What impact does using reusable nappies have on the environment compared to disposable nappies?
The reason many parents are switching to reusable nappies – the reduction of the use of single-use products can’t be denied. The average child will go through 4,000 – 6,000 nappies in its lifetime, resulting in 3 billion nappies being thrown away in the UK each year, making up 2-3% of all household waste. The benefits of reusable nappies are obvious in this regard but what about carbon emissions associated with production and all that extra washing?
The Environment Agency produced a report comparing the environmental impacts of both types of nappies and concluded that reusable nappies are up to 40% better for the environment than disposables. To clarify, the study only assessed disposables up to the point of purchase (therefore excluding the effects of transporting the refuse and sending to landfill or incineration) but did include the manufacturing and washing impacts of the reusable nappies.
Do reusable nappies cost more than disposable nappies?
Although an initial investment is required if you choose the reusable nappy route, you can expect to make a substantial long term saving over the time your child is in nappies. With disposable nappies costing around 8.7p per change and reusables costing around 0.03p per change, you can save up to £750 when you factor in additional expenses such as the extra accessories required and washing costs. Savings will increase even further if you use your existing reusable nappies on any siblings.
How many reusable nappies will I need?
Based on washing every other day, a baby aged between 8 weeks and 6 months will need 20 nappies. From 6 months, the number will likely go down to 15 nappies.
How long do they last?
If well looked after, they will last through to your 2nd 3rd or even 4th child so you might only ever have to buy them once!
What do I do about poo?
There’s no avoiding poo but dealing with it couldn’t be easier. Before putting the nappy on, fit it with a liner. When it’s changing time, simply remove the liner, pop the poo in the toilet and throw the liner in the bin.
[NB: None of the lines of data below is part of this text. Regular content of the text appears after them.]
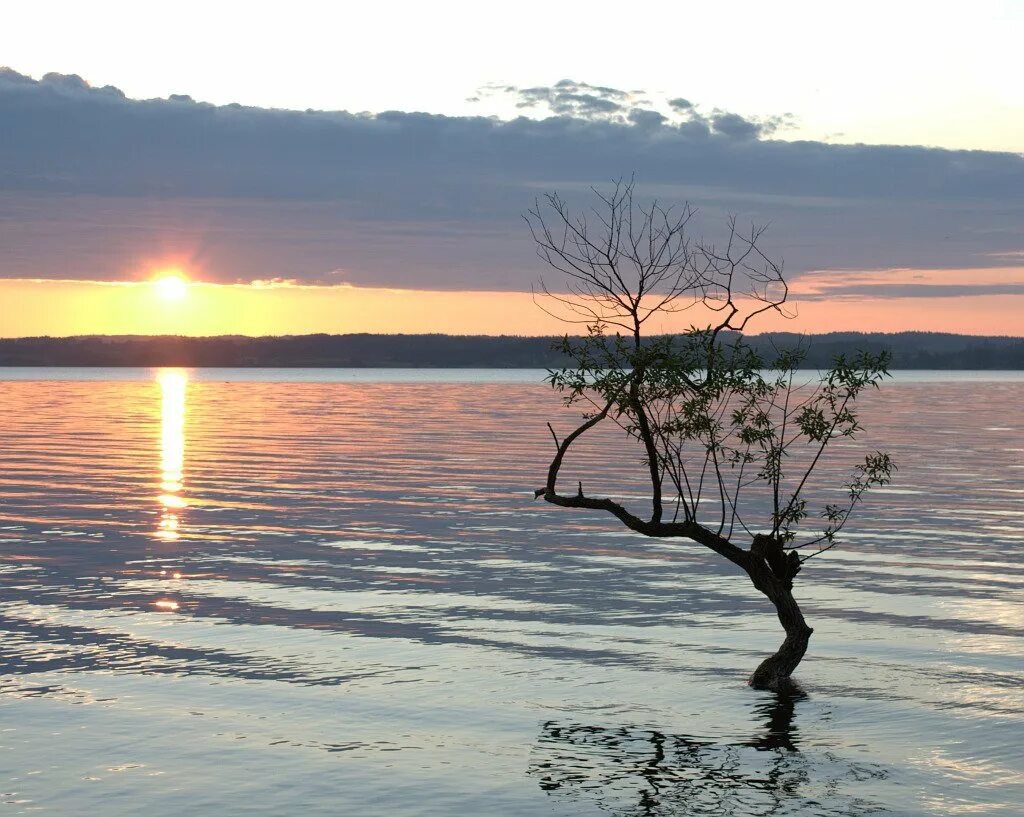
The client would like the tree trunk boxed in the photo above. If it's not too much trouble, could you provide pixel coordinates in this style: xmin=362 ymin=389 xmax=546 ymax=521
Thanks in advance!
xmin=749 ymin=562 xmax=814 ymax=691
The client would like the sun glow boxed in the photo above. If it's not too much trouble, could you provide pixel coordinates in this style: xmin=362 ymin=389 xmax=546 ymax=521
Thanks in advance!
xmin=154 ymin=272 xmax=188 ymax=301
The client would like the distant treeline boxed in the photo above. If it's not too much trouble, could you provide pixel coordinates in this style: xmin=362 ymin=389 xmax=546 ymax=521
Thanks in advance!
xmin=0 ymin=332 xmax=1024 ymax=370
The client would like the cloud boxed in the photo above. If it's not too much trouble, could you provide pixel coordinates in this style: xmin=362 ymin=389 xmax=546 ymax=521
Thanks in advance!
xmin=0 ymin=70 xmax=1024 ymax=290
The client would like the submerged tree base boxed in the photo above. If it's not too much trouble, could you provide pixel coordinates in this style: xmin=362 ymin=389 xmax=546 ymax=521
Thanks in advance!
xmin=748 ymin=626 xmax=814 ymax=692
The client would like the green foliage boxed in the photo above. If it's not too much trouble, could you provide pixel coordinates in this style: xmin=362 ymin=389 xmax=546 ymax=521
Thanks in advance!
xmin=548 ymin=325 xmax=895 ymax=559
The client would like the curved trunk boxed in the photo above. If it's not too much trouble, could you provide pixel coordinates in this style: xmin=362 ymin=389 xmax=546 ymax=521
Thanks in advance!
xmin=749 ymin=563 xmax=814 ymax=690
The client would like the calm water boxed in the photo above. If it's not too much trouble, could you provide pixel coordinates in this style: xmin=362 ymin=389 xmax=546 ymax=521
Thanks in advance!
xmin=0 ymin=370 xmax=1024 ymax=817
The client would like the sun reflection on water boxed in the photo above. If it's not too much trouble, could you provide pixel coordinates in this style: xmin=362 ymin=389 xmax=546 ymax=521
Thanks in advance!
xmin=157 ymin=369 xmax=188 ymax=542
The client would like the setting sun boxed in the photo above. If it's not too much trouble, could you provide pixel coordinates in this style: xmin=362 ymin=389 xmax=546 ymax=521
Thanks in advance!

Are they as absorbent as disposables?
As many parents know, the occasional leaking nappy is unavoidable. However, reusable nappy users tend to experience less leaking thanks to the addition of extra ‘boosters’ when needed, for example during the night.
What do I do with used nappies?
Unlike in days gone by, modern reusable nappies don’t need to be soaked before washing. Simply remove the liner and pop the nappy in a nappy bucket. If you’re out and about, it’s a good idea to take a wet bag with you to keep used nappies separate from the rest of your changing bag.
How do I wash the nappies?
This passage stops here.